La sfida è sempre una brutta bestia. Quando si entra in sfida con qualcuno o con qualcosa, la mente si concentra solo su quella. Se poi la sfida è con te stesso, rischi di diventare monomaniaco. E Diabolik, con ogni evidenza, è in sfida con se stesso. Gli altri: che siano i poliziotti, i ricchi da derubare o i delinquenti ai quali sottrarre il loro maltolto sono semplici ostacoli da superare per arrivare al risultato finale. Il solo che gli interessi: vincere i propri limiti. Il resto, tutto il resto, esclusa Eva Kant, la sua compagna di sempre, alla quale dedica puntualmente le vittorie, esistono solo per vivacizzargli l’unica impresa che veramente gli importi: la vittoria su se stesso. Un nichilista. Un “nichilista attivo” direbbe Nietzsche. Un uomo, cioè, che non ha a cuore una vita felice ma l’opera continuamente in divenire della propria potenza; sulla cui coscienza, il giudizio della morale comune non ha alcuna presa; che si pone al di là del bene e del male; al quale mal si adatta persino la corrente definizione di “fuorilegge” applicata al delinquente abituale. Perché Diabolik è ben dentro la legge: anche se è la sua legge. E solo la sua.

«Il superuomo – scriveva Nietzsche – sarà un essere libero che agirà per realizzare se stesso». Il nichilista attivo, o il superuomo che dir si voglia, è un uomo che ha a cuore quell’unica cosa: la realizzazione di sé. Per compierla, ha bisogno di due elementi: la libertà e l’azione. Ma c’è ancora di più. Sempre Nietzsche poneva una distinzione fondamentale fra “essere liberi da” ed “essere liberi per”, assegnando valore superiore a quest’ultima accezione. Dove il “per”, ancora e sempre, è quel “sé” che si pretende realizzare. A quel “per sé” tutto il resto può, e finanche deve, essere sacrificato: il denaro, il successo sociale e persino – come si diceva sopra – la propria felicità. Senza contare che, ad ogni impresa, Diabolik: il delinquente, rischia la vita o l’ergastolo. Alla luce di ciò, non vi sembra che il detto nicciano ben si adatti al nostro personaggio? Che abbia scelto il crimine come via della propria azione realizzatrice è solo un dettaglio.

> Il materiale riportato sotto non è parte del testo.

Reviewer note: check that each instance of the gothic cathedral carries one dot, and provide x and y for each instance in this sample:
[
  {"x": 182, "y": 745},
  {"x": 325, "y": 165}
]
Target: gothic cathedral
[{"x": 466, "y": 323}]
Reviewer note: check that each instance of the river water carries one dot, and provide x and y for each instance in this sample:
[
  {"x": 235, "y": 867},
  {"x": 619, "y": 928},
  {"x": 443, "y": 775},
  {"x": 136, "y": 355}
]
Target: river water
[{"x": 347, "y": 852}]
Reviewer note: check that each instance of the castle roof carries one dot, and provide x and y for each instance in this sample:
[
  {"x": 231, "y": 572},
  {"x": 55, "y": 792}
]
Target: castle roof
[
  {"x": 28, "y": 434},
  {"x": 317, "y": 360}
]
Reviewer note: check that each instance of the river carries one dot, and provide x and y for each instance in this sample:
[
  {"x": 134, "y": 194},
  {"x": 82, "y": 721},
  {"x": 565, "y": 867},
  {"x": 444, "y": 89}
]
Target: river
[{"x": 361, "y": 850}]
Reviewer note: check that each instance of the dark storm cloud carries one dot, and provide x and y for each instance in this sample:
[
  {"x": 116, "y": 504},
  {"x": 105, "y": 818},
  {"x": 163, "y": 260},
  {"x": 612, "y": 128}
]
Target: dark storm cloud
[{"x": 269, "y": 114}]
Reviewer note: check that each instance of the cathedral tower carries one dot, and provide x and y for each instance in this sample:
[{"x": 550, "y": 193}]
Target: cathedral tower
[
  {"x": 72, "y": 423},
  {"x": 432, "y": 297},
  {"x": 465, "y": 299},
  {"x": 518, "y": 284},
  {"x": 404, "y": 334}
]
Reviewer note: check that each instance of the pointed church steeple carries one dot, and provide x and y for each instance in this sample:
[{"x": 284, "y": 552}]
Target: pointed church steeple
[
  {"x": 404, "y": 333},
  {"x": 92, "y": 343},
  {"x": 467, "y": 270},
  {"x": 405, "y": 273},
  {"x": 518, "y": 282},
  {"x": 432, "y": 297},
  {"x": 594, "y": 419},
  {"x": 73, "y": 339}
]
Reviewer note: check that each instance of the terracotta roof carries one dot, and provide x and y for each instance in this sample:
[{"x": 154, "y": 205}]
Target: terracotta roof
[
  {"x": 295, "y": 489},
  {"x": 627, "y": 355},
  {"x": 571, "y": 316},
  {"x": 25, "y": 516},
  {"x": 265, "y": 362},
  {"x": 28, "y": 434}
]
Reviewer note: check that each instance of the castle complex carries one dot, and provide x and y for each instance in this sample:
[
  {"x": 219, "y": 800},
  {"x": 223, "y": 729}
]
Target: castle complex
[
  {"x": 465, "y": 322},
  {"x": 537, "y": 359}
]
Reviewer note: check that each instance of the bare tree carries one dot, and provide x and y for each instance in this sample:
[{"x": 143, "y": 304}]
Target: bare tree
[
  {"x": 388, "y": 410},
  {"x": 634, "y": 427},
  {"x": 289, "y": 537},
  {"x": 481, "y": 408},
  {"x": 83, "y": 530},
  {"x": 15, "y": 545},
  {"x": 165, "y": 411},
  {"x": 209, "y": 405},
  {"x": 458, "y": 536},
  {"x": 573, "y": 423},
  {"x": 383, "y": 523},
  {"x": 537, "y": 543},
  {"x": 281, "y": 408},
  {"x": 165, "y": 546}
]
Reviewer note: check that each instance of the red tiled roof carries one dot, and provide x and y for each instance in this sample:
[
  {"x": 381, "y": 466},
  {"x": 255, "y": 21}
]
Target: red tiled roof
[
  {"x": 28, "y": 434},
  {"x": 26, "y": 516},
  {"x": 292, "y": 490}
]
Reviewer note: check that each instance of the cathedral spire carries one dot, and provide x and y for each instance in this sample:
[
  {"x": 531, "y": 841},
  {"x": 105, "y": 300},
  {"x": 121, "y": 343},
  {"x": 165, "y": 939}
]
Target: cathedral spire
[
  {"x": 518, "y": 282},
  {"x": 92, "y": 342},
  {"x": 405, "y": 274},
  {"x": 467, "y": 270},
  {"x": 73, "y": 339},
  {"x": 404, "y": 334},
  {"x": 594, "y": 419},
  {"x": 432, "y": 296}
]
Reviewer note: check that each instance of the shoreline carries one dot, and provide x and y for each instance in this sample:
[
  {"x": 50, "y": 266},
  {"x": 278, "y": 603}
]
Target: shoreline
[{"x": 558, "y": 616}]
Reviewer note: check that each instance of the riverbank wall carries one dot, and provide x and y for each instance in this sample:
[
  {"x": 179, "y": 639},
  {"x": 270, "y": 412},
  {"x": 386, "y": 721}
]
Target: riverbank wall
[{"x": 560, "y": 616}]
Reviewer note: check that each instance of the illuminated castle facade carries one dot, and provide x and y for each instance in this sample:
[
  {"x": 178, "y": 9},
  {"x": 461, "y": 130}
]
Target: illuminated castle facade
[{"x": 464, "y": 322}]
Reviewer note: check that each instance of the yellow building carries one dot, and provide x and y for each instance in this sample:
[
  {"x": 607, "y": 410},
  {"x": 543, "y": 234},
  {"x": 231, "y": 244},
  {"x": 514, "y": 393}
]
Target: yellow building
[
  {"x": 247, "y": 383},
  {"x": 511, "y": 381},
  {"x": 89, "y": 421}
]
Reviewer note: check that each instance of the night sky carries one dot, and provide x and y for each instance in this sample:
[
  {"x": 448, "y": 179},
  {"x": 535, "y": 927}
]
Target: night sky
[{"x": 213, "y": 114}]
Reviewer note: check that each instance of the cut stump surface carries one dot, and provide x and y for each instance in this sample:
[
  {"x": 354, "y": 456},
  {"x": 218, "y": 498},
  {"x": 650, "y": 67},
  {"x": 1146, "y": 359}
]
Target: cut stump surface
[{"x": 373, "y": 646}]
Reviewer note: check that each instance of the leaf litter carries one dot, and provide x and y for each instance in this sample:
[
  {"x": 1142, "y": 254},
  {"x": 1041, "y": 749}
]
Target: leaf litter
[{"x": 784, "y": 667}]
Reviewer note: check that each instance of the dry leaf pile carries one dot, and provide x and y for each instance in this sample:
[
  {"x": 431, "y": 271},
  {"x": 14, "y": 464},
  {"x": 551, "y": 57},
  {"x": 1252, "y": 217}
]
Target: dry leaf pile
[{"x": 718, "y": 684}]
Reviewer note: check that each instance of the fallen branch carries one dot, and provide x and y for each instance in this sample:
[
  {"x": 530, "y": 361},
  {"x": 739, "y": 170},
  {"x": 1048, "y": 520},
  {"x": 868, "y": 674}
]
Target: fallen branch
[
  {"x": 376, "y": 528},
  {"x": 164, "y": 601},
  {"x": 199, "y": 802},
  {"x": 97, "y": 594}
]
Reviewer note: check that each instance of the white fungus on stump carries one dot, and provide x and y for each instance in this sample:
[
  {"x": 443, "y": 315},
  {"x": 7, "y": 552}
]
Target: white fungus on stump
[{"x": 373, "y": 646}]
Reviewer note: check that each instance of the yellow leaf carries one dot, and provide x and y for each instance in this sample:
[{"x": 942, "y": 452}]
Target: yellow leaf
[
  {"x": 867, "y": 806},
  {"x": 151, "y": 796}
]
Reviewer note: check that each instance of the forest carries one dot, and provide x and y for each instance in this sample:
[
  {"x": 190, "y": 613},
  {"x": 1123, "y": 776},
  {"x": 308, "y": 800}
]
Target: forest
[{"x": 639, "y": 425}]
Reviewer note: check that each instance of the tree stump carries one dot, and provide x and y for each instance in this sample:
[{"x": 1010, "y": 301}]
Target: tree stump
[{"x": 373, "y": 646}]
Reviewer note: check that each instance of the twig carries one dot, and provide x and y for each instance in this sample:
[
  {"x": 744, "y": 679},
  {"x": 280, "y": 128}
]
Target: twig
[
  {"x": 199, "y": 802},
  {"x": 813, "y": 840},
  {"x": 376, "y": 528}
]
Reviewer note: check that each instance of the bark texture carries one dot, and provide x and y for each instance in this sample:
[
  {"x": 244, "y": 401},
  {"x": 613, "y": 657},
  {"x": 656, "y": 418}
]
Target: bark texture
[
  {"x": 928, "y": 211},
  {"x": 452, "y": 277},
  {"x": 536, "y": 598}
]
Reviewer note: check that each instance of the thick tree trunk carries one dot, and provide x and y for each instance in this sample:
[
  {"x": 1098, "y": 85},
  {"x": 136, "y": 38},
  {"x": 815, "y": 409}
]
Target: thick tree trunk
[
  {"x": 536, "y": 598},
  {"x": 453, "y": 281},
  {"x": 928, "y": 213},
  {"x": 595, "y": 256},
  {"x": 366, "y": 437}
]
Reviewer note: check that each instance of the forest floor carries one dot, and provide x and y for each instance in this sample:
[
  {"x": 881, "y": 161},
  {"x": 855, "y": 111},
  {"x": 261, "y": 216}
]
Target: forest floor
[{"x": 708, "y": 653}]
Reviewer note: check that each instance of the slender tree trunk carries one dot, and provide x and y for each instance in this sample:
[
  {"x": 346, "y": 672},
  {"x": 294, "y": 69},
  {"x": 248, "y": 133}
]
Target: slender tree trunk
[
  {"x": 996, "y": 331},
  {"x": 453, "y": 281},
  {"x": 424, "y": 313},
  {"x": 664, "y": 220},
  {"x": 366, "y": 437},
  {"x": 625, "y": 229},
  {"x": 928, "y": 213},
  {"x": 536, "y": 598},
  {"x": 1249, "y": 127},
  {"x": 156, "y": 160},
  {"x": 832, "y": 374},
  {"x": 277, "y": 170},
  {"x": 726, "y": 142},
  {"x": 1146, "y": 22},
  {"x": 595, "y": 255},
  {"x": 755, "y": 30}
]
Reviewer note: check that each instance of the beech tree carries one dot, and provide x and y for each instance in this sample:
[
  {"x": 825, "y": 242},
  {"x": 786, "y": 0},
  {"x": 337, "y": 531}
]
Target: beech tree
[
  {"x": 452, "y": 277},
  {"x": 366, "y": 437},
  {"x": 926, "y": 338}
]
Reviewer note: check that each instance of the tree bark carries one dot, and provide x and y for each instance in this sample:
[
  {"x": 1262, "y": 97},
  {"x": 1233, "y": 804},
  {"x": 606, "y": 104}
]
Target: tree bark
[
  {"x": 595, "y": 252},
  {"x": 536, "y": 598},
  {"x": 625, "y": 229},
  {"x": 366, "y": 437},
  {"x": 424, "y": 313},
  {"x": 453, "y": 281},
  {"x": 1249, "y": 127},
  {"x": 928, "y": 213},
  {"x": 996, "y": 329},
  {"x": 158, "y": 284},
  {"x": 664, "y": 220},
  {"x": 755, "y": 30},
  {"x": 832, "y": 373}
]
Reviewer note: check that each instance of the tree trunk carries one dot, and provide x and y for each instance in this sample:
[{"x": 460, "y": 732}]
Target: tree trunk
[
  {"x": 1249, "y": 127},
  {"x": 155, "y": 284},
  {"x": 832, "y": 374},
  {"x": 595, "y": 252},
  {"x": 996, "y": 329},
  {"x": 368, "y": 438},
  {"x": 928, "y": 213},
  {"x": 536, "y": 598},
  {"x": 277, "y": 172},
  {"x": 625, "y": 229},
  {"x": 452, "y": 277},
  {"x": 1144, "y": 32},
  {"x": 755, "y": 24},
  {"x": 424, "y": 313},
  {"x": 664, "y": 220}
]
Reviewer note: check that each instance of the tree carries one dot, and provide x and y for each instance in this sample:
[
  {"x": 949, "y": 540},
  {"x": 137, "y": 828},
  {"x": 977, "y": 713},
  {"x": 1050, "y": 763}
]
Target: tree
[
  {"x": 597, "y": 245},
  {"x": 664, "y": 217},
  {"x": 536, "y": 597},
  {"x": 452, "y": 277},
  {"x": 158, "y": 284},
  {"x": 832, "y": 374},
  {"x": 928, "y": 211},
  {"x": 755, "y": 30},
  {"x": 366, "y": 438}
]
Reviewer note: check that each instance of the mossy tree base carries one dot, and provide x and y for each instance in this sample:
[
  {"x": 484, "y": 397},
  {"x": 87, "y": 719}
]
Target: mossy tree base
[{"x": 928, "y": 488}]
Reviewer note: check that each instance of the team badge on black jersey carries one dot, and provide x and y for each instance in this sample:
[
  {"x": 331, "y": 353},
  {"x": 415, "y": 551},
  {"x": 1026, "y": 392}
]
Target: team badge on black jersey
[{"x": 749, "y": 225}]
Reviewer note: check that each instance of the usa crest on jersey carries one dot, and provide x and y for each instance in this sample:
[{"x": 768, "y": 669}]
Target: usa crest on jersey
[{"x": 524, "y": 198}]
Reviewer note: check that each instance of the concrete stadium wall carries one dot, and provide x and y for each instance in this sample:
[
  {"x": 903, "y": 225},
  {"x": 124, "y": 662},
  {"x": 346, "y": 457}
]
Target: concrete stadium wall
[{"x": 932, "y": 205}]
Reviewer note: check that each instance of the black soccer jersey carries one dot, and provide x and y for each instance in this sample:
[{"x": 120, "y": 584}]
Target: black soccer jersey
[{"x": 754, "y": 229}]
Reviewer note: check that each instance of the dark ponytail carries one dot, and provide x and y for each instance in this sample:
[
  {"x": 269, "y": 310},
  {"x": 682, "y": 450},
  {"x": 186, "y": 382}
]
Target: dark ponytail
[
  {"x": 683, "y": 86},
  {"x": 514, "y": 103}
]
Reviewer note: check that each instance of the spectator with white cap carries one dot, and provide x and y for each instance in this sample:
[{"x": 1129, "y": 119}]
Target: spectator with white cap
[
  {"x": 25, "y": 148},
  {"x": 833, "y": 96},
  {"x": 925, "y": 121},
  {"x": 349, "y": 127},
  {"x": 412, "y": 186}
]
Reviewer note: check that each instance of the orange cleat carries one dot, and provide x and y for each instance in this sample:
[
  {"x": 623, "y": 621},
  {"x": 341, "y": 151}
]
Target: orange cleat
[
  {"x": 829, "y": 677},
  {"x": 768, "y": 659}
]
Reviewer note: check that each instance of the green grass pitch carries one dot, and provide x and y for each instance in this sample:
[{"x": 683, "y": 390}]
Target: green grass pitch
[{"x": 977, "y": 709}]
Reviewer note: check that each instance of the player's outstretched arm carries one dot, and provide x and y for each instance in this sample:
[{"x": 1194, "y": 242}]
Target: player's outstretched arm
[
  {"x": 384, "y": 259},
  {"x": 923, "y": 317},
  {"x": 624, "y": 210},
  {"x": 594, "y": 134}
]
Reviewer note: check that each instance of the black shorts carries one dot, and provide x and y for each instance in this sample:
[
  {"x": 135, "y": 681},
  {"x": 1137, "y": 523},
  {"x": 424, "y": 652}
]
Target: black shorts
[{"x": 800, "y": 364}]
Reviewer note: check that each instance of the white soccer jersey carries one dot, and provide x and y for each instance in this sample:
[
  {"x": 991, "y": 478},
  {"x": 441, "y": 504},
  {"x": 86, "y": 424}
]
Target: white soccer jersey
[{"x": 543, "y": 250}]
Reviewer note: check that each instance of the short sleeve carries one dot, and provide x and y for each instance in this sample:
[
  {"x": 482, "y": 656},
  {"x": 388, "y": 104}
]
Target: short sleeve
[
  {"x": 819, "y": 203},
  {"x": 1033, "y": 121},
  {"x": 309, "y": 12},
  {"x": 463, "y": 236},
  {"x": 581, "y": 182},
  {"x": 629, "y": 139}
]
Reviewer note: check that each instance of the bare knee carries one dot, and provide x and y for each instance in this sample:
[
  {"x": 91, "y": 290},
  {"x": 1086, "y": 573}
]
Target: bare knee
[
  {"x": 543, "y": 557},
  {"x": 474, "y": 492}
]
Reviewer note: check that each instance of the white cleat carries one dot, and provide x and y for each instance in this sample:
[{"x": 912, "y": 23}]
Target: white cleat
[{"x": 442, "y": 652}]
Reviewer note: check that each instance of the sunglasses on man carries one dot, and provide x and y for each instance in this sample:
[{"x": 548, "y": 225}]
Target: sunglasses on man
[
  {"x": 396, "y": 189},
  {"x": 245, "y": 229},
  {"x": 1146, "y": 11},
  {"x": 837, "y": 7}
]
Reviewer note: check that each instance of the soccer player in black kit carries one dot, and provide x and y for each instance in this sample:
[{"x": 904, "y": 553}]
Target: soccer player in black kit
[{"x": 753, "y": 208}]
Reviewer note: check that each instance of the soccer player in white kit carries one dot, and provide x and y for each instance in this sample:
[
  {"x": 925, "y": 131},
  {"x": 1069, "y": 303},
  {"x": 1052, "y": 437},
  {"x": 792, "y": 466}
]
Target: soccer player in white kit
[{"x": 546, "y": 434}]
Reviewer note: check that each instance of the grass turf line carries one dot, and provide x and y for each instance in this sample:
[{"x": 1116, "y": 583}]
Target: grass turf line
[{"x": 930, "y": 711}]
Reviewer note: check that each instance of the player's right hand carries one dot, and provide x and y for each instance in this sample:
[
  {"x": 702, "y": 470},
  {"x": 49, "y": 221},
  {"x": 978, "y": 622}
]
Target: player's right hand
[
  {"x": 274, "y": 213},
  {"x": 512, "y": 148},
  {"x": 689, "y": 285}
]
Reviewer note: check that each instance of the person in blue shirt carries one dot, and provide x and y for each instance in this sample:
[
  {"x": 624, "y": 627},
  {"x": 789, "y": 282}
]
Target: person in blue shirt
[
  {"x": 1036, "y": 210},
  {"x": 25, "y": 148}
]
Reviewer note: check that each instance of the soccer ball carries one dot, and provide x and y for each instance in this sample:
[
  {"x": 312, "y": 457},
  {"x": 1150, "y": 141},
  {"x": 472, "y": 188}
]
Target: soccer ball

Del resto, Ernst Jünger sosteneva essere «Meglio delinquenti che borghesi». Assegnando ai primi (i delinquenti) una libertà d’azione che i secondi non possono permettersi, costretti come sono dalle invisibili catene dei valori condivisi dalla società dei presunti giusti. Sempre per definizione jüngheriana, «Il passaggio al bosco» come metaforica fuoriuscita da questo consesso di valori solidificati dalla giustizia borghese diventa, allora, un transito privilegiato. Se non il solo possibile, per darsi ad altro.

Diabolik è un uomo passato al bosco, un clandestino per antonomasia: senza patria, senza ideali, senza pentimenti e senza nostalgie per il mondo del sistema valoriale degli altri uomini, volontariamente abbandonato. Quando entra in contatto con questo sistema, lo fa sempre indossando una maschera: quella dell’uomo nero nel vivo dell’azione criminosa o celandosi il volto con raffinatissime maschere facciali quando deve preparare il colpo. Anche questa pratica, a guardar bene, è l’allegoria della presa di distanza dal mondo dei giusti: nel momento del contatto, l’uomo Diabolik cessa d’essere l’uomo che è e diventa “il re del terrore” o qualsiasi altra persona, fuorché lui. L’azione, così, diventa impersonale: altro topos dell’immaginario nichilista.

Di un solo altro uomo sembra avere stima. Ed è quell’ispettore Ginko che da sempre gli dà la caccia: puntualmente sconfitto. In realtà, Ginko rappresenta il suo esatto doppio: quell’altro da sé in cui è necessario specchiarsi per non smarrire il senso della propria identità e del proprio compito. Non esistesse Ginko, Diabolik potrebbe anche ritenersi nel giusto combattimento contro un mondo di ingiusti. Ginko, invece, gli ricorda ad ogni avventura di essere quello che è: un uomo in guerra esclusivamente contro se stesso. E per se stesso. Senza amici con cui dividere i successi, e pure senza ideali condivisibili da far trionfare. Un perfetto nichilista, in somma finale.